WO2006063806
Posted by kinasepro on October 12, 2006
Guten Tag Schering AG,
Nice antibacterial you’ve got there posing as a kinase inhibitor. It seems like there’s a handful of these thiazolidinone PLK1 patent applications floating around. This offering from Schering isn’t their first of the series (WO2003093249, WO2005042505, WO2006082107) but it will be the first to get Kinasepro’s meat cleaver approach to figuring out how it’s binding. All Schering’s applications embody matter around the thiazolidinone core, with some subtle some not-so-subtle changes to the pendant functional groups.

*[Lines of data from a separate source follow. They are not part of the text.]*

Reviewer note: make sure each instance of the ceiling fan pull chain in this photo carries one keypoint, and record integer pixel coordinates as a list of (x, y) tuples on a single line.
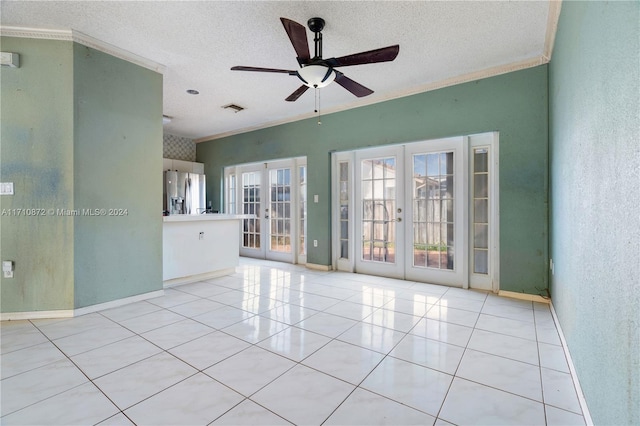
[(318, 105)]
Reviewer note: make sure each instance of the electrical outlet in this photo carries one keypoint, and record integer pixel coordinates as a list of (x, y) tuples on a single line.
[(6, 188)]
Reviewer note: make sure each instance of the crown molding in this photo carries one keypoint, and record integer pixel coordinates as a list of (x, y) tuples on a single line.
[(453, 81), (85, 40), (552, 28)]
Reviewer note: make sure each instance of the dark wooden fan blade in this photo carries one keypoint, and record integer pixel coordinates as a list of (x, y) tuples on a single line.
[(384, 54), (241, 68), (295, 95), (356, 88), (298, 36)]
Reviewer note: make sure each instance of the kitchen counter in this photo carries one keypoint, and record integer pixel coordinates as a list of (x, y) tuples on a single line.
[(200, 217), (199, 247)]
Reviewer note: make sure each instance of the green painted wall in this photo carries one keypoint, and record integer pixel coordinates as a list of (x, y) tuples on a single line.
[(515, 104), (594, 78), (117, 165), (80, 130), (36, 154)]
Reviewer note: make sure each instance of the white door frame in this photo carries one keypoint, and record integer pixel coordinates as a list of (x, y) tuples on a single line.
[(392, 221), (263, 215)]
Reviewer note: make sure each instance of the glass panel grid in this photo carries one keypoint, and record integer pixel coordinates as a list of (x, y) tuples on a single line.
[(481, 211), (280, 210), (433, 208), (344, 209), (378, 177), (251, 205), (231, 194), (303, 210)]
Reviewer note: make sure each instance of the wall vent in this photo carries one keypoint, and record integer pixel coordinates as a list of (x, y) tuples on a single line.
[(233, 107)]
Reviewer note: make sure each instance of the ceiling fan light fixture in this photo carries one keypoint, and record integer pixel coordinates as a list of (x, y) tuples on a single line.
[(316, 76)]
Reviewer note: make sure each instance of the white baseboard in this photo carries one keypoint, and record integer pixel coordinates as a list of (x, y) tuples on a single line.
[(318, 267), (117, 303), (574, 376), (523, 296), (17, 316), (70, 313), (199, 277)]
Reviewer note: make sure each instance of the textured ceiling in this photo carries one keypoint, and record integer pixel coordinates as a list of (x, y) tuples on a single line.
[(199, 41)]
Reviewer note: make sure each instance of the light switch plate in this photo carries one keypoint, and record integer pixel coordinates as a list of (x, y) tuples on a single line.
[(6, 188)]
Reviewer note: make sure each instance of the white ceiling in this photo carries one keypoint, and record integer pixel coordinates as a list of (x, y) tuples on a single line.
[(197, 42)]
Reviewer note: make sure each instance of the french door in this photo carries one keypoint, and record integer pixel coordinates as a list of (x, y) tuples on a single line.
[(273, 197), (424, 211)]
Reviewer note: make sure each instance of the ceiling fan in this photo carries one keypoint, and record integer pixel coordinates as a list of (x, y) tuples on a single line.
[(317, 72)]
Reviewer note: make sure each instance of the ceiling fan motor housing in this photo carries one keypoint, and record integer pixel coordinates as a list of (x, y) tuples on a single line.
[(316, 76)]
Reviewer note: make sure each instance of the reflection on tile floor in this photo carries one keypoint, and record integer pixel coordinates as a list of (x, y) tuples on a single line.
[(279, 344)]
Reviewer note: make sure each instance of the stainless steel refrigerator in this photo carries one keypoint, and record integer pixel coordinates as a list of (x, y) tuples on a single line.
[(184, 193)]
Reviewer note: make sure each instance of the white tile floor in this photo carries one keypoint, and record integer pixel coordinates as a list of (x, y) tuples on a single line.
[(280, 344)]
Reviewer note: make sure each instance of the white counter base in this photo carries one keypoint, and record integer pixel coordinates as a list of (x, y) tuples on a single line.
[(200, 277), (197, 247)]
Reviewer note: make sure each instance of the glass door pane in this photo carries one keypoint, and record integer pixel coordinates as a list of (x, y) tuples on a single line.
[(436, 217), (279, 212), (480, 216), (378, 212), (433, 204), (251, 205), (378, 180)]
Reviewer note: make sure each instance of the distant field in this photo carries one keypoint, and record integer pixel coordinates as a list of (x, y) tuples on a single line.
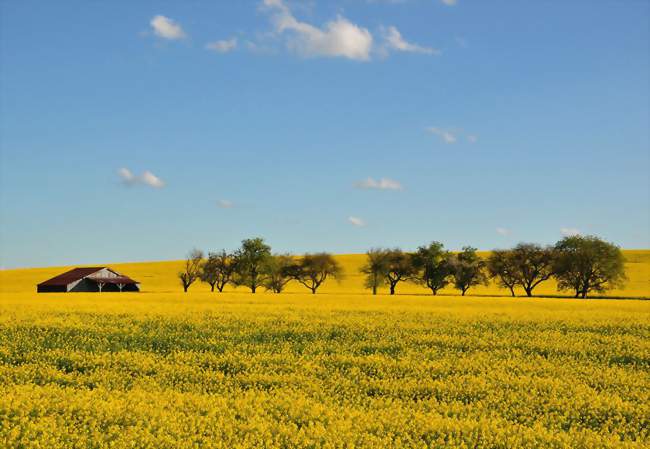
[(341, 369), (160, 277)]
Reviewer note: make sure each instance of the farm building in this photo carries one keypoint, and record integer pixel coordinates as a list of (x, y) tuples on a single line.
[(89, 279)]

To the best of KP’s knowledge there are no published Xrays of the kinase domain. It was looking like MIT had a patented one until you read the fine print and find its only another of the ‘polo-box-domain’ Pshaw Acadamics. Schering has a patent application on using a homology model for making these suckers, so don’t you even think about using this at home kids.
So what I’m getting at is that this is really just a guess, if there’s something public that your aware of that could help my understanding please feel free to chime in.


del said
have you thought about revisiting this in light of the pfizer biochemistry paper?
kinasepro said
good idea, I think I had the right general idea but the alkyne might sit in a lypophillic crevice next to a cystine residue – under the glycine loop rather then H1…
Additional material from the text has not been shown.